E. Metode Penelitian Penelitian ini dikategorikan sebagai penelitian deskriptif dengan metode studi pustaka. Data diperoleh dari beragam buku cetak dan elektronik, jurnal dan publikasi penelitian, artikel online, surat kabar, serta publikasi dari situs 9
pemerintah Korea Selatan. Adapun sumber surat kabar elektronik sebagian besar merupakan data sekunder, sebab sebagian besar telah hilang dari situs aslinya sehingga menggunakan hasil olahan para peneliti yang tercantum di dalam buku, artikel, jurnal, paper, dan disertasi. Data yang diperoleh kemudian diolah secara kualitatif untuk dianalisa dengan konsep dan teori yang relevan sebagaimana disebutkan pada bagian landasan konseptual. Diharapkan data tersebut dapat mendukung argumen utama penulis.
F. Jangkauan Penelitian Jangkauan penelitian ini ialah serangkaian peristiwa dan fenomena terkait Sunshine Policy dan perdebatan yang melingkupinya pada masa pemerintahan Kim Dae Jung selama tahun 1998 hingga 2003.
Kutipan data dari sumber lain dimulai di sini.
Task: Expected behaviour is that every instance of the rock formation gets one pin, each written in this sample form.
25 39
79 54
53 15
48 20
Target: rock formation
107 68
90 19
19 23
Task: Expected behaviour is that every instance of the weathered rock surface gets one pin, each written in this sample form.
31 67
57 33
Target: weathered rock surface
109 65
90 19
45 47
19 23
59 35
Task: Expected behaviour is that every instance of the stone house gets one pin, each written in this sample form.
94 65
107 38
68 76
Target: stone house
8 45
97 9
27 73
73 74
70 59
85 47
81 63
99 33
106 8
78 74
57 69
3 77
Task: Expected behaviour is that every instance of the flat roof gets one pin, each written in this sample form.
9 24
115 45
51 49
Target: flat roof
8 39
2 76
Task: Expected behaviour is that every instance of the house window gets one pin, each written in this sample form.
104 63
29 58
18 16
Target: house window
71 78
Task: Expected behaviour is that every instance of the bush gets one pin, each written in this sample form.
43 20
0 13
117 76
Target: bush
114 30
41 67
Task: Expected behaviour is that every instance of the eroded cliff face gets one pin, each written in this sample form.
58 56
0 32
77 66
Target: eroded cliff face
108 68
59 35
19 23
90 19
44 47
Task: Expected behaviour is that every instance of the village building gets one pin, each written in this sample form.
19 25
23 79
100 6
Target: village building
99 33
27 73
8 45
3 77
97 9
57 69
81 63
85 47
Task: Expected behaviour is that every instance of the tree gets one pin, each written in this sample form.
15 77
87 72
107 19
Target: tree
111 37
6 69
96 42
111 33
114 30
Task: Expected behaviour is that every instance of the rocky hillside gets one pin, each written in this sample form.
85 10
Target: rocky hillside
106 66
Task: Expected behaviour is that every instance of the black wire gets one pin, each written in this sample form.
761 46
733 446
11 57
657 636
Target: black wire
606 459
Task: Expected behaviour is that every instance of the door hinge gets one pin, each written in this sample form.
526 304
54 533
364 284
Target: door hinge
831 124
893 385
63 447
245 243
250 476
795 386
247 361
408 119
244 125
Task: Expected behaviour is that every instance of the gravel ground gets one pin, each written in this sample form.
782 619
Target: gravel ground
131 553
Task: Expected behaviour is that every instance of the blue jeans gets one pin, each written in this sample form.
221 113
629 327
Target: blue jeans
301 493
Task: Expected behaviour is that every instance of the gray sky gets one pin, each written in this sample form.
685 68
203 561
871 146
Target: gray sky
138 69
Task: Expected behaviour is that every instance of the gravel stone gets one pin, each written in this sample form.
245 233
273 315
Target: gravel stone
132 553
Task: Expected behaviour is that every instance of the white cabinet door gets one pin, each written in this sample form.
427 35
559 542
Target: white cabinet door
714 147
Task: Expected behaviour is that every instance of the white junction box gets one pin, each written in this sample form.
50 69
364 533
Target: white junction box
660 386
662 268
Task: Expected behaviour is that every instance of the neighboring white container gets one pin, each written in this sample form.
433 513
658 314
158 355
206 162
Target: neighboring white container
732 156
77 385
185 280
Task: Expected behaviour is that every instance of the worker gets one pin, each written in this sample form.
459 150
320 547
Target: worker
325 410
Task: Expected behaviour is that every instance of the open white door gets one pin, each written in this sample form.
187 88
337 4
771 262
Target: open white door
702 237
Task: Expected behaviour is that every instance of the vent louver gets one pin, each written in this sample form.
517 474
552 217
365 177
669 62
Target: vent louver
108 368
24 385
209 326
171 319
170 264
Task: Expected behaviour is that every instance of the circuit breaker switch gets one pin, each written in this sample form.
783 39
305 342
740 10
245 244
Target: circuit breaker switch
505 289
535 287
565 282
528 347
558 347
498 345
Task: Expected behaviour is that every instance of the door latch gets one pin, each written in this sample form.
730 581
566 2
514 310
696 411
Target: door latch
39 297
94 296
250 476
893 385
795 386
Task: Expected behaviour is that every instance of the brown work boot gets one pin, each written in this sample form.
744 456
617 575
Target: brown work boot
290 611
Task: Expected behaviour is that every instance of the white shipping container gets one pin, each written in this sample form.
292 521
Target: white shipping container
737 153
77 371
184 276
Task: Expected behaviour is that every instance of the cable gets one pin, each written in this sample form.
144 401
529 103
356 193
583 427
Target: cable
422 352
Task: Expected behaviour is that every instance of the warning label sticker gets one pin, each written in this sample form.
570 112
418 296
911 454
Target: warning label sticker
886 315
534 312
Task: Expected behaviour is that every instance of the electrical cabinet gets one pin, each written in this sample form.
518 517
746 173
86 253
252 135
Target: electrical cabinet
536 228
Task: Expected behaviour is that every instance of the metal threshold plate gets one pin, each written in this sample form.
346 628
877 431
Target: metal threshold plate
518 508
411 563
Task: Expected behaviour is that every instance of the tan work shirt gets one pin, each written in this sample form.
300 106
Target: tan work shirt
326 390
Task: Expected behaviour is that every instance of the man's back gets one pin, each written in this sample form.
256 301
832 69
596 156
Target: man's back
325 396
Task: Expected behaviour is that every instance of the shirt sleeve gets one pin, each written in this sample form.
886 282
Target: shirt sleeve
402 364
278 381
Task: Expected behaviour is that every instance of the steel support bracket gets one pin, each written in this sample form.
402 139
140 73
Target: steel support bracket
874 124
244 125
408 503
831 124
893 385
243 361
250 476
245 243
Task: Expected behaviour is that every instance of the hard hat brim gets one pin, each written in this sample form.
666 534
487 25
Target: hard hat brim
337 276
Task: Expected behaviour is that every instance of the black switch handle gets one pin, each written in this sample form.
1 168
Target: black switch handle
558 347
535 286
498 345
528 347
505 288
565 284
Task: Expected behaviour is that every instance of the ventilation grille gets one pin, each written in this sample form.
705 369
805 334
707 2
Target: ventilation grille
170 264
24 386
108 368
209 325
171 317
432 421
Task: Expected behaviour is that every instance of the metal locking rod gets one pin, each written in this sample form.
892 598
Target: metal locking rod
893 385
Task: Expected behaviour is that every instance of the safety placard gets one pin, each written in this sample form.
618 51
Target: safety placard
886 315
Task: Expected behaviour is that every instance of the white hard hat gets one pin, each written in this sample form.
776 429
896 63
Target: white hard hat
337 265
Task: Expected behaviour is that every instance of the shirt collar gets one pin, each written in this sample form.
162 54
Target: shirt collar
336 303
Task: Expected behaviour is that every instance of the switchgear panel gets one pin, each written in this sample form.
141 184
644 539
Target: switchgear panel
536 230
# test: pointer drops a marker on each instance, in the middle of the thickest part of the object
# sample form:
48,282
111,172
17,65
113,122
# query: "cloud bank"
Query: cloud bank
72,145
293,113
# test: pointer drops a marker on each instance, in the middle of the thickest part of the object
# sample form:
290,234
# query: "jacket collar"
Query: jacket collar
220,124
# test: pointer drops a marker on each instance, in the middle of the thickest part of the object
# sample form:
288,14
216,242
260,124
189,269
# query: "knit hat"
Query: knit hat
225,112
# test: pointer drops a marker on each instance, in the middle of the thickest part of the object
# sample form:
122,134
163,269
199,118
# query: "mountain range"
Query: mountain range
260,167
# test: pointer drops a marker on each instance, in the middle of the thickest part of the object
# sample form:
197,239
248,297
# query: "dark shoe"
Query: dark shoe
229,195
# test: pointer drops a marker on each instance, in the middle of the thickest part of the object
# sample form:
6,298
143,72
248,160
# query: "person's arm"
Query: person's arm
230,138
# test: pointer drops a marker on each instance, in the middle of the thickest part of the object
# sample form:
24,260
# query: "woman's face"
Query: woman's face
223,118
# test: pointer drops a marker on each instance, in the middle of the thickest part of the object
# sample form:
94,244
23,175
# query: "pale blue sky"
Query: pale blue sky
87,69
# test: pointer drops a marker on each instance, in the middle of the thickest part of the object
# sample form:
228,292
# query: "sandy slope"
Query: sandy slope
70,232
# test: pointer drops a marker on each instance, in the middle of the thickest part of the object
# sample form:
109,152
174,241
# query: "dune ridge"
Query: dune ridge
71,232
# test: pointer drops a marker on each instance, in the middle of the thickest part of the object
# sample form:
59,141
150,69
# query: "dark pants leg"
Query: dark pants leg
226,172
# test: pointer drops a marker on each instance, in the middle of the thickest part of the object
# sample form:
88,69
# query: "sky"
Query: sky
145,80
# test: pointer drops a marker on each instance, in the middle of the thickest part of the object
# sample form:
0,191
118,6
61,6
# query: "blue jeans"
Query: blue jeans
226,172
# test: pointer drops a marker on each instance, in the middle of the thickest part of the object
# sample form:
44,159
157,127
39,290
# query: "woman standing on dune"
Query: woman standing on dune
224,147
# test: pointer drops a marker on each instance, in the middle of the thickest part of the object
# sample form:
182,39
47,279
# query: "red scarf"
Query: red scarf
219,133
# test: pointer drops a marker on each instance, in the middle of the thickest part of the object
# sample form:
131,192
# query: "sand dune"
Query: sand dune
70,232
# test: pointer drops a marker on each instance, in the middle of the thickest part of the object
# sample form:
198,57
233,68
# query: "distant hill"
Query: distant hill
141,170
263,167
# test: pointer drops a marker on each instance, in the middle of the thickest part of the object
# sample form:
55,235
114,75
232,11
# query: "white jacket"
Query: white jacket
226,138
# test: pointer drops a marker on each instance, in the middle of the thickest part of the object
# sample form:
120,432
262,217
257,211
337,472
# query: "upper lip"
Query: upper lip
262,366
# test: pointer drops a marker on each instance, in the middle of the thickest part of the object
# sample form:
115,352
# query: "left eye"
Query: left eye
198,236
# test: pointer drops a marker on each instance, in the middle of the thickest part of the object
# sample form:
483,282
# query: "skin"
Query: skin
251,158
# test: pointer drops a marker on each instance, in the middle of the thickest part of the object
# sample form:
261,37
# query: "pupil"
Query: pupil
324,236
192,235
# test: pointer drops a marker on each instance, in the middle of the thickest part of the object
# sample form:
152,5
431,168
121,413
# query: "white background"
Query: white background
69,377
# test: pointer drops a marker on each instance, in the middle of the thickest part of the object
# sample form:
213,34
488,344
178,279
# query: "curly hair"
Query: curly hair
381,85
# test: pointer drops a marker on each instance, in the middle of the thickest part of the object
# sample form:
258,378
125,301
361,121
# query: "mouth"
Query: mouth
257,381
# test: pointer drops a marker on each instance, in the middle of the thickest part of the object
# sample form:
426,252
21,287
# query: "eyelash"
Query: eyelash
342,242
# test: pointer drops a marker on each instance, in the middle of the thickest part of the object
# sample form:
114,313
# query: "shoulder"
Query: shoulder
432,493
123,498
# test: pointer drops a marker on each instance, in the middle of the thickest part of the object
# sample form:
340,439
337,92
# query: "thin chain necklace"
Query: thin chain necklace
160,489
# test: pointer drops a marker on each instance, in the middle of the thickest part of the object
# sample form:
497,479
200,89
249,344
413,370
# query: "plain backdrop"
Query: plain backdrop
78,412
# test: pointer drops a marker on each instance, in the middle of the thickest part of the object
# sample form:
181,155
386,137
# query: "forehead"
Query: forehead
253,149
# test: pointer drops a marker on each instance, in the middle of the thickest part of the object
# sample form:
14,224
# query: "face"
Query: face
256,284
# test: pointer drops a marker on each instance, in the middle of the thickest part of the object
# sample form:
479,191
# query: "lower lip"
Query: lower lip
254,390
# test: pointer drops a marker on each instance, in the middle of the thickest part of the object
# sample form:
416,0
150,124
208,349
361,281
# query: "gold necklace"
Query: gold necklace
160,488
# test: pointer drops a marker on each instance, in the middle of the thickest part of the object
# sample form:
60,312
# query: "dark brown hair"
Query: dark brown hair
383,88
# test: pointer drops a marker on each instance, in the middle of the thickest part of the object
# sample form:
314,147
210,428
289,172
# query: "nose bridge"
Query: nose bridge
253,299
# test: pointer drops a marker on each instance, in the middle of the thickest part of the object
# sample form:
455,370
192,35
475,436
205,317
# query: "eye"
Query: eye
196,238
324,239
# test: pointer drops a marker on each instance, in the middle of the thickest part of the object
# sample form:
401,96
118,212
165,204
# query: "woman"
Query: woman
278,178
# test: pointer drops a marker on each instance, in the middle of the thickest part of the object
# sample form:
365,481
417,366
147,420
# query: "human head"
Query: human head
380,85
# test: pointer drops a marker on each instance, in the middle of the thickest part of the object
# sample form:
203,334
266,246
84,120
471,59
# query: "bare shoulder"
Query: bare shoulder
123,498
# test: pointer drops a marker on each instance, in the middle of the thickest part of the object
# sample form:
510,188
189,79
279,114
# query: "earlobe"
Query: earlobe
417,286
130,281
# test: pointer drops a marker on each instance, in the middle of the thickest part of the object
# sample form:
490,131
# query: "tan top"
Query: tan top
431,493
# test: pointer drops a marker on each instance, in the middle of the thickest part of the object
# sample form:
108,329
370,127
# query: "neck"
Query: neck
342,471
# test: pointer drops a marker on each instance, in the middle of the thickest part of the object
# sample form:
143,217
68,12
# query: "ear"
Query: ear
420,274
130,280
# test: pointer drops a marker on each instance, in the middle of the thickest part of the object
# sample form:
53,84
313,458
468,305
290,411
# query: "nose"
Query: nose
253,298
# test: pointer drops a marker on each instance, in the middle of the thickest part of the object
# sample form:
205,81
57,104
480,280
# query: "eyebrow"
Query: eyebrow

G. Sistematika Penulisan Skripsi dengan judul “South-South Conflict dalam Sunshine Policy (1998 – 2003)” ini akan terbagi menjadi lima bab. 1.
Bab I merupakan pengantar yang berisi latar belakang, rumusan masalah, kerangka konseptual, argumen utama, metode dan jangkauan penelitian, serta sistematika penulisan.
2.
Bab II menjabarkan kontroversi Sunshine Policy.
3.
Bab III pengantar mengenai South-South Conflict, yakni pembahasan seputar polarisasi masyarakat dan elit politik terhadap Sunshine Policy,
4.
Bab IV berisi analisa kontribusi budaya politik terhadap terjadinya SouthSouth Conflict.
5.
Bab V berisi kesimpulan penulis terhadap studi kasus yang dianalisa.